I am wanting to purchase a reference book(s) on goats. We are fairly new to raising them and I would like something that covers things that might come up (such as sickness). We are not breeding at this time but may be in the future. We have both dairy and meat goats.

Thanks.

Cynthia


----------



## Mrs. Homesteader (May 10, 2002)

CJ Carlson said:


> I am wanting to purchase a reference book(s) on goats. We are fairly new to raising them and I would like something that covers things that might come up (such as sickness). We are not breeding at this time but may be in the future. We have both dairy and meat goats.
> 
> Thanks.
> 
> Cynthia


Natural Goat Care by Pat Coleby

Raising Milk Goats Successfully by Gail Luffman

I can't think of the name of my favorite, but it is by Harvey Considine... I think it is Dairy Goats for Pleasure and Profit. 

Hope this helps.


----------



## Key (Apr 2, 2005)

Hands down-I love Gail Bowman's "Raising Meat Goats for Profit". I literally read it each night-I know, I have the goat "bug" bad!

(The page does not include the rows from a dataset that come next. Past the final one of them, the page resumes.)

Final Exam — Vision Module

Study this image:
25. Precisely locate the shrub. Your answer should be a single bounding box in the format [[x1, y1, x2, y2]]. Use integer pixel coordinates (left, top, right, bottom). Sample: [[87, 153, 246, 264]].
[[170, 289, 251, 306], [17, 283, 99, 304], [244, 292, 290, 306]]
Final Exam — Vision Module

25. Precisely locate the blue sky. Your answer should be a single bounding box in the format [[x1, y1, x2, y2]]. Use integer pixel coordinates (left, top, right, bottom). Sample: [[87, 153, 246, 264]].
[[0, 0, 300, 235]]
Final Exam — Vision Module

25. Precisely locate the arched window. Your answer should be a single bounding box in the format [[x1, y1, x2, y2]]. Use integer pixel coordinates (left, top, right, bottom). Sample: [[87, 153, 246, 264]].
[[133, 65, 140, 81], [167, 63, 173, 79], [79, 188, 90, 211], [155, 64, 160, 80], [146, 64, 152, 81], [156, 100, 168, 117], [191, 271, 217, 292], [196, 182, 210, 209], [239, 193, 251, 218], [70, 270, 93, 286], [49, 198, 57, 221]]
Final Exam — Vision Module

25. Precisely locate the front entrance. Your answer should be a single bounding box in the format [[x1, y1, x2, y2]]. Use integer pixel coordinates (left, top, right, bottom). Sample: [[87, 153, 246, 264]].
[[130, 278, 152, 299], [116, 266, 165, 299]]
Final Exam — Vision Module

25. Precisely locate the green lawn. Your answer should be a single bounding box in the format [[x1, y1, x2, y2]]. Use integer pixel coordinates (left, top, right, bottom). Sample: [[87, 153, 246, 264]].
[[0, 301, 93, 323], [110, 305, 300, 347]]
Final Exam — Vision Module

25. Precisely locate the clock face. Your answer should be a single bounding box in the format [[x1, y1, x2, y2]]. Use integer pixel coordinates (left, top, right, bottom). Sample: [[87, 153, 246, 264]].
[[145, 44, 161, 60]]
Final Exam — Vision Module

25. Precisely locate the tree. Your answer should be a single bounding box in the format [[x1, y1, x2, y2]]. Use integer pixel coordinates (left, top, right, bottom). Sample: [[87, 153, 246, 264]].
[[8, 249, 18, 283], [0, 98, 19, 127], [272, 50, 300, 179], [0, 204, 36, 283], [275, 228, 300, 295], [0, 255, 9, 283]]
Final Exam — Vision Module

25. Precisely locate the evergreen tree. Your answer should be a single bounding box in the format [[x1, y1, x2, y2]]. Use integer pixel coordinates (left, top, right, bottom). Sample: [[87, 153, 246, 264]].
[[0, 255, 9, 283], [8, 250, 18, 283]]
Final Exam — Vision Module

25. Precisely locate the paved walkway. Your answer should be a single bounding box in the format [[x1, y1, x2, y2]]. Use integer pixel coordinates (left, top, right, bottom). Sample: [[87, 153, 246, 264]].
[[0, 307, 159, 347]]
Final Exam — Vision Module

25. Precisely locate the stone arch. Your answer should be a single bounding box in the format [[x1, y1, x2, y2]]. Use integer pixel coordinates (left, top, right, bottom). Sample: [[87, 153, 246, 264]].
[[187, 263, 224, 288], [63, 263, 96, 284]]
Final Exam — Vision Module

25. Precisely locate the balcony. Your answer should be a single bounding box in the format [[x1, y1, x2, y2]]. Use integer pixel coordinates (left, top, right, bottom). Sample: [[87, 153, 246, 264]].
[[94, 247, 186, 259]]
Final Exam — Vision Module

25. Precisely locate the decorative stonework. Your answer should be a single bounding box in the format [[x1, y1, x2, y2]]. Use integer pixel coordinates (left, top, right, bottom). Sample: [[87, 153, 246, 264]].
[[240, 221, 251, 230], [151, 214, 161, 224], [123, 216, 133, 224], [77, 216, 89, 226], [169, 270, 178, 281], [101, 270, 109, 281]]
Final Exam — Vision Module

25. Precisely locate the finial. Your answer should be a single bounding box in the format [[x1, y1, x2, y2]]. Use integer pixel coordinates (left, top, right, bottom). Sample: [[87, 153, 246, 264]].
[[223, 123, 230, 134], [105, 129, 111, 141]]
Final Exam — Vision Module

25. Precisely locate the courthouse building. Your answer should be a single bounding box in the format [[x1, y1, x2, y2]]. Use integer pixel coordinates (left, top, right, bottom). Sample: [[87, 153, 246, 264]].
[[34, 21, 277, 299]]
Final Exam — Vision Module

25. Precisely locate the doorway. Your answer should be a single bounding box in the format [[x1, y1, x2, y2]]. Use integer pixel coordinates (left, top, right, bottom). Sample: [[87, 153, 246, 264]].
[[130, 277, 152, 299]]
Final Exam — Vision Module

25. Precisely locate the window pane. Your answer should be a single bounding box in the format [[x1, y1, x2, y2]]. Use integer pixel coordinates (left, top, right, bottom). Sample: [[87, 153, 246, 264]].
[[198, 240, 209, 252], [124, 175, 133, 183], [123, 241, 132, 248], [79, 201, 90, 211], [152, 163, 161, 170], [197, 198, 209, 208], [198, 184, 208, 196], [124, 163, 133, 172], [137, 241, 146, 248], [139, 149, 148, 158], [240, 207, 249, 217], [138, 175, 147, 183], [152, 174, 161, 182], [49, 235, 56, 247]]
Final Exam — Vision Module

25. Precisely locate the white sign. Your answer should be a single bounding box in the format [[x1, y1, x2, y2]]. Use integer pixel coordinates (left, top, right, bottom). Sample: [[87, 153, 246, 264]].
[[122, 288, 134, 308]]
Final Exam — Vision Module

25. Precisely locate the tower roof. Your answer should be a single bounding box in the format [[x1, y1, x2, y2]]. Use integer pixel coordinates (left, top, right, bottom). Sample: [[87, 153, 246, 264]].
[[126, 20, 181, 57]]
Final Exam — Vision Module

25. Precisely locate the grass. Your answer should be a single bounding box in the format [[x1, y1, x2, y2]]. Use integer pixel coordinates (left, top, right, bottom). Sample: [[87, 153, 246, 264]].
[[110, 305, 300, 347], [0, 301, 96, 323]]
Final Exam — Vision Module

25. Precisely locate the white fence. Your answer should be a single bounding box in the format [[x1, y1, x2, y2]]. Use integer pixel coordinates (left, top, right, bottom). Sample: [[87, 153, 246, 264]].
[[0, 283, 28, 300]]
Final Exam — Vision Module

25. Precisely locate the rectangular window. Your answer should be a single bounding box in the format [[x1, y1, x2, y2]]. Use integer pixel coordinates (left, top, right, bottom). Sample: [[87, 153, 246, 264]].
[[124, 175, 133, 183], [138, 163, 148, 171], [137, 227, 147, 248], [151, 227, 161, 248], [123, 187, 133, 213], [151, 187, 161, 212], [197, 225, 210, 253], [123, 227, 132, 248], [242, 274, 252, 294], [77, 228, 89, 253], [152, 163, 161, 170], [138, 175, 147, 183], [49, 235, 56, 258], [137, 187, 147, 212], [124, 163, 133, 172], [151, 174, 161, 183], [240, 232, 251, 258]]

I memorized the book basically...it helps me recognize health probelms, and it also taught me to trim hooves, plan my breeding schedule, etc. She has Boer goats, but topics about dairy goats come up often in the book. I highly recommend her book!


----------



## manygoatsnmore (Feb 12, 2005)

I like all the the above listed books, and would add Goatkeeping 101 from Caprine Supply, and Raising Dairy Goats The Modern Way. I really like the Harvey Considine book, Dairy Goats for Pleasure and Profit. Excellent info from someone who's been in goats for a very long time.


----------



## BamaSuzy (May 10, 2002)

J.D. Jerry Bellenger's Book on raising goats is available through COUNTRYSIDE since he was the founder and long time editor....it has been my 'bible" since I started and even before I got my goats!


----------



## Vicki McGaugh TX Nubians (May 6, 2002)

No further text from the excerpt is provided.